Today was the first day of the Wetton Workshop at Oxford. There were many interesting talks from all over the map, but with a goal at understanding how we make sure that we stay open to unexpected discoveries, even as we make more and more targeted data sets and experiments. One theme that emerged is that of systematics: As you push data harder and harder&mdashin cosmology or exoplanet search or anything else—you become more and more sensitive to the details of your hardware and electronics and selection and so on. This led to a discussion of end-to-end simulation of data sets to understand how hardware issues enter and to see if we understand the hadware.

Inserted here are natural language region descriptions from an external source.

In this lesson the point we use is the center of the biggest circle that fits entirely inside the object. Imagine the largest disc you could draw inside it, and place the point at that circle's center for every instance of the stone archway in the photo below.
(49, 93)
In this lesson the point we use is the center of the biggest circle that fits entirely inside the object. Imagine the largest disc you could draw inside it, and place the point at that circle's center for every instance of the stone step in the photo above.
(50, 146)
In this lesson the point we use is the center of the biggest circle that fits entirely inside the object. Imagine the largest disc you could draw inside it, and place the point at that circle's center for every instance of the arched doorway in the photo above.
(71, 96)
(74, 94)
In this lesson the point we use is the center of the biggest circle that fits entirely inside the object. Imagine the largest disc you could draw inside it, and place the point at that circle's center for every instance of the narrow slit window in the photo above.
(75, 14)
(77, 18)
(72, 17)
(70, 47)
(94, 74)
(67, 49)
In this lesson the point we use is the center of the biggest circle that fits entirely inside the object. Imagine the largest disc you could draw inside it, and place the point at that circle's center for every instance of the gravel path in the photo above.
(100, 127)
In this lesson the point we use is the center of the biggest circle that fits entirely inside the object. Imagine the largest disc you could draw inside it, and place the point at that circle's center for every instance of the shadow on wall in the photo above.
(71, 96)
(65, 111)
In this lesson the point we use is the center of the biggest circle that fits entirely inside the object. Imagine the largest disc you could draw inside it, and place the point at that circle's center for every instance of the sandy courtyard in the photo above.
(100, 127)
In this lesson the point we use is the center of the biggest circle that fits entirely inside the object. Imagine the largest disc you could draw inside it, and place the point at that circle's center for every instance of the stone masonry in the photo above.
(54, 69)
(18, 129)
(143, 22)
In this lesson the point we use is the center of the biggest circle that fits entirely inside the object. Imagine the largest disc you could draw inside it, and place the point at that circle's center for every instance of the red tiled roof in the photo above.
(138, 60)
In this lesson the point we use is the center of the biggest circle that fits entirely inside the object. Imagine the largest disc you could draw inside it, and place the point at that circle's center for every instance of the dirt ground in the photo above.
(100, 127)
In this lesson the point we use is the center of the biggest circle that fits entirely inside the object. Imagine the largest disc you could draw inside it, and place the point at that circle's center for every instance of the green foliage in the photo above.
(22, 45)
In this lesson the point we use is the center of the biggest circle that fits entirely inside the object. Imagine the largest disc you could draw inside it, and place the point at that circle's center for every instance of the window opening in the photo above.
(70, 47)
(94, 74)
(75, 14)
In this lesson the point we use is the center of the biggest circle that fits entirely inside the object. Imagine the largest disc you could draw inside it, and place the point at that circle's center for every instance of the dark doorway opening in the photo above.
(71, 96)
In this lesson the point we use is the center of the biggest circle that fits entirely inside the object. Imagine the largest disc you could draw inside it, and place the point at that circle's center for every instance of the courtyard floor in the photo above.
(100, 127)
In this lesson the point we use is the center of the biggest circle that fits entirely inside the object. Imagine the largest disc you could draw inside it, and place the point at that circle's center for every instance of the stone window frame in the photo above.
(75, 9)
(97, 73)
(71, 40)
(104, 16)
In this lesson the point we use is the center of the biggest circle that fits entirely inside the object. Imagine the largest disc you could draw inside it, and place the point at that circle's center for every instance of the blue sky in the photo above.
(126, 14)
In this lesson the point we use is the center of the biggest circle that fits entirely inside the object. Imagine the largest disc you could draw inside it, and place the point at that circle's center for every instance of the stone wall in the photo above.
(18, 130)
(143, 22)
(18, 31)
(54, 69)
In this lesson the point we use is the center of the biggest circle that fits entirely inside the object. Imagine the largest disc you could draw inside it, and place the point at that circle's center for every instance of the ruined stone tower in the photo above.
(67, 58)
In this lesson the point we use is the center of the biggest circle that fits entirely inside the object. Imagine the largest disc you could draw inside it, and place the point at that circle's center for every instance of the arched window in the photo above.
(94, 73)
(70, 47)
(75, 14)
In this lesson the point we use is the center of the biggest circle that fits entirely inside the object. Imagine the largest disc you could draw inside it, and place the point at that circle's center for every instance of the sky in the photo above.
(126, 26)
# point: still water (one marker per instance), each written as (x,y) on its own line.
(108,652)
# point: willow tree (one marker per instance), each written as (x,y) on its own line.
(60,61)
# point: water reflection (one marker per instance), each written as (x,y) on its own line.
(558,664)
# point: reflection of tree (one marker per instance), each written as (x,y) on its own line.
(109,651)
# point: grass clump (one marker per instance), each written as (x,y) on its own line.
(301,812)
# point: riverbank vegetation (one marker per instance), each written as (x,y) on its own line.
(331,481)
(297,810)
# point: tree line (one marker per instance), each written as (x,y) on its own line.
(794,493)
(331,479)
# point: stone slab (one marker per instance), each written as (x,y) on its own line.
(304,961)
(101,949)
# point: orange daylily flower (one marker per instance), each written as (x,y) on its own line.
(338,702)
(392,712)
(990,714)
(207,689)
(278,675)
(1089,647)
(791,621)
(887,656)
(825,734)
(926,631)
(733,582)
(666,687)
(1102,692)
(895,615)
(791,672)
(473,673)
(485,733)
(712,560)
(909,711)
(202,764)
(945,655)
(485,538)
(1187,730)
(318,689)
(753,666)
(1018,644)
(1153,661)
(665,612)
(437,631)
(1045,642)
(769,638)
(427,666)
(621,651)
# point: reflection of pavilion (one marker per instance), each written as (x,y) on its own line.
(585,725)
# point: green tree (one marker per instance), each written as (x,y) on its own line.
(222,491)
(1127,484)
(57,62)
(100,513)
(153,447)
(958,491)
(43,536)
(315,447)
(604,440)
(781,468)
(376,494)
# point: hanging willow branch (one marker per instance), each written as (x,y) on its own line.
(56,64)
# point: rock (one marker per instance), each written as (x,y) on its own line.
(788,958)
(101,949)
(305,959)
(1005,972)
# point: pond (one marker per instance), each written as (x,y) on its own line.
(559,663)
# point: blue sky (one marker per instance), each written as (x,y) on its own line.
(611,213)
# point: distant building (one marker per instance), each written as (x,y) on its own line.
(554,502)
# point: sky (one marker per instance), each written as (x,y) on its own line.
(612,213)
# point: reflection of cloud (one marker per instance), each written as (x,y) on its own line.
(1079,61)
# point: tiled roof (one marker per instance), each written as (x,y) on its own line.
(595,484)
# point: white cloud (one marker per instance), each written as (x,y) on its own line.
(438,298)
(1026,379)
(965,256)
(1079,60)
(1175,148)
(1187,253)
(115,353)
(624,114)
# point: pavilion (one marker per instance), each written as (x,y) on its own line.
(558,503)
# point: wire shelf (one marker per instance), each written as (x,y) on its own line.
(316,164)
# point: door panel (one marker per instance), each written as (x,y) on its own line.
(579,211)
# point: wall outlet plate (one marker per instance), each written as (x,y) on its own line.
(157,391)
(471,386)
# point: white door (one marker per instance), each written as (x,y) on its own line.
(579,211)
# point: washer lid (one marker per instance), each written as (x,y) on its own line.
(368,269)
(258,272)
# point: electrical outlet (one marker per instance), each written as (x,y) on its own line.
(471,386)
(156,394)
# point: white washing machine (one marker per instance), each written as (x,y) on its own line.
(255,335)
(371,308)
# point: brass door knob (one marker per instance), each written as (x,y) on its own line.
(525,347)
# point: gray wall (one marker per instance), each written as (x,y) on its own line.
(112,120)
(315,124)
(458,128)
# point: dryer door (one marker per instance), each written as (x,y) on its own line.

That's important! But I think there is an equally important aspect to this: If we don't take our data with sufficient heterogeneity, we can't learn certain things. For example, if you take all LSST exposures at 15 seconds, you never test the shutter, never test linearity of the detector, never find out on what time scales the PSF is changing, and so on. For another, if you take all the Euclid imaging survey on a regular grid, you never get cross-calibration information from one part of the detector to another, nor can you find certain kinds of anisotropies in the detector or the point-spread function. If we are going to saturate the bounds, we are going to need to take science data in many, many configurations.
Here are the slides from the public talk I gave at the end of the day. Note my digs at press-release artists' conceptions. I think we should be honest about what we do and don't know!